Shoppers lined up last week at the crack of dawn on “Black Friday” for spectacular deals. What they don’t know is that the best bargains have already been taken — not by other shoppers, but by some of America’s largest corporations.
Walmart, the biggest corporation in America, with revenues of almost half a trillion dollars, gets a $1 billion tax break each year on average by exploiting federal tax loopholes, according to a new report from Americans for Tax Fairness. Taxpayers, even those lined up in the early morning darkness at giant retailers like Walmart, pay the price.
How? First, the more big corporations dodge paying their fair share of taxes, the more American families and small businesses have to make up, or else there is less money available for critical investments, such as rebuilding our crumbling roads and bridges, improving education and making college more affordable, or finding new medical cures.
When Black Friday shoppers check the prices, they’ll never see these hidden costs of tax avoidance. But when Americans figure out what’s going on they’ll have a bad case of the Black Friday Blues.
The $1 billion Walmart “saves” by ducking its fair share of federal taxes is a low estimate. It doesn’t count the taxes Walmart is avoiding on $21.4 billion in profits held offshore. Walmart has paid nothing to the U.S. Treasury on those earnings because corporations can indefinitely postpone paying U.S. taxes on offshore profits until they are brought back to America.
The retail giant is also working with other large corporations to deeply cut U.S. corporate tax rates. So while American families and small businesses continue to recover from the worst financial crisis since the Great Depression, huge corporations making record profits are trying to rewrite the law so they pay much less in taxes.
If these corporations are successful, they will blow a $1.3 trillion hole in the federal budget over the next 10 years. Walmart alone will pocket $720 million a year on average — in addition to the $1 billion it already “saves” from current tax loopholes.
Big companies know that cutting corporate taxes isn’t popular with the public. Americans are outraged that profitable companies like General Electric, Verizon and Boeing — as well as 23 others — paid absolutely nothing in taxes over the past five years, according to the watchdog group Citizens for Tax Justice. Polls show that American families oppose lower corporate tax rates; instead, they want a more equitable tax system in which corporations and the wealthy pay their fair share.
Fighting for an unpopular cause like lowering corporate tax rates could hurt corporate brands with the public. So Walmart and other companies pay large industry coalitions to do the work of waging media campaigns and cajoling members of Congress. Walmart is the only big box retailer that gives to all three of the industry groups that are trying to put a good face on bad policy — the RATE (Reforming America’s Taxes Equitably) Coalition, Alliance for Competitive Taxation and the Business Roundtable.
These organizations decry the 35 percent tax rate corporations are supposed to pay on profits when they know full well that they actually pay far less. Profitable corporations paid U.S. income taxes amounting to just 12.6 percent of worldwide income in 2010, according to the Government Accountability Office.
Walmart itself sends 74 lobbyists to twist arms on Capitol Hill, and tax issues are its No. 1 priority. It has spent $32.6 million lobbying over the past five years. It also tries to buy access to lawmakers by contributing heavily to their campaigns — giving $6.1 million since 2009, disproportionately to members of the two Congressional tax-writing committees.

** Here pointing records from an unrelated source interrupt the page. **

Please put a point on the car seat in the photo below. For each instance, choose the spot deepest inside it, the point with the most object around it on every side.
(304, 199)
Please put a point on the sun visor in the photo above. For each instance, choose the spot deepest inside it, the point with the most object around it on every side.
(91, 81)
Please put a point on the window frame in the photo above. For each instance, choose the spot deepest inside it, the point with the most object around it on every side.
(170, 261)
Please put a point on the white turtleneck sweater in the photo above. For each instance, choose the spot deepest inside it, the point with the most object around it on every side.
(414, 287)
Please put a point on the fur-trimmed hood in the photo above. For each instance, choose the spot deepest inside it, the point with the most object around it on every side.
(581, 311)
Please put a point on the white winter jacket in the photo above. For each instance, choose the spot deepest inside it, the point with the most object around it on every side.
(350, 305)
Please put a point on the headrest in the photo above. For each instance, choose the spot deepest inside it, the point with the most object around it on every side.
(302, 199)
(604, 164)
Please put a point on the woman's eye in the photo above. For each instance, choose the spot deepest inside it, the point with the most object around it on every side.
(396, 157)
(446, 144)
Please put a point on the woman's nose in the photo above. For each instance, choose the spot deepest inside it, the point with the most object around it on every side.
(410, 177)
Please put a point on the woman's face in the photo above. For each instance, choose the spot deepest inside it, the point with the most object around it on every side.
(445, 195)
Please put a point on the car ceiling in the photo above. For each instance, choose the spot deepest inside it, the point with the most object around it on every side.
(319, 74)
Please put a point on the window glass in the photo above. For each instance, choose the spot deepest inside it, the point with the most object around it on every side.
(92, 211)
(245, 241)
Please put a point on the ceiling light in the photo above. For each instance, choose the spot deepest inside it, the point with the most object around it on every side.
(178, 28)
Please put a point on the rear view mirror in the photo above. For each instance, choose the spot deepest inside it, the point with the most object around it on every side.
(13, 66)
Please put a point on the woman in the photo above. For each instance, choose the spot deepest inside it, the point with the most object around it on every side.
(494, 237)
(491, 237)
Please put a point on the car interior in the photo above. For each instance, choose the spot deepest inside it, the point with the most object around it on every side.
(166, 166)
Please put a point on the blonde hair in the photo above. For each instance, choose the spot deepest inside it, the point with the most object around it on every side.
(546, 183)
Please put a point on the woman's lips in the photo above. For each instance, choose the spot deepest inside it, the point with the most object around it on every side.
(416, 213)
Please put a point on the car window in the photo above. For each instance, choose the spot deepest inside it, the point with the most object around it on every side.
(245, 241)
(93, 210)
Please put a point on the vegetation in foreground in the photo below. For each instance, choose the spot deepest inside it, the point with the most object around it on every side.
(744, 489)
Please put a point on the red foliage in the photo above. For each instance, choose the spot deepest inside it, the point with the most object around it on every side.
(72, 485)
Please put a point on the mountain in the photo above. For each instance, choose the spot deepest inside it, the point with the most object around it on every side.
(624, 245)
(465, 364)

Walmart wants to convince shoppers to flock to its stores on Black Friday to take advantage of low prices. What it doesn’t want you to know is that those prices come at a high cost of taxes dodged.
If large corporations succeed in slashing corporate tax rates, the effects on our country will be severe. For millions of American families and small businesses it will mean higher taxes, fewer services or a higher national debt. Today’s “Black Friday blues” could turn into a full-blown economic hangover.
Frank Clemente is executive director of Americans for Tax Fairness, a coalition of 425 national and state organizations.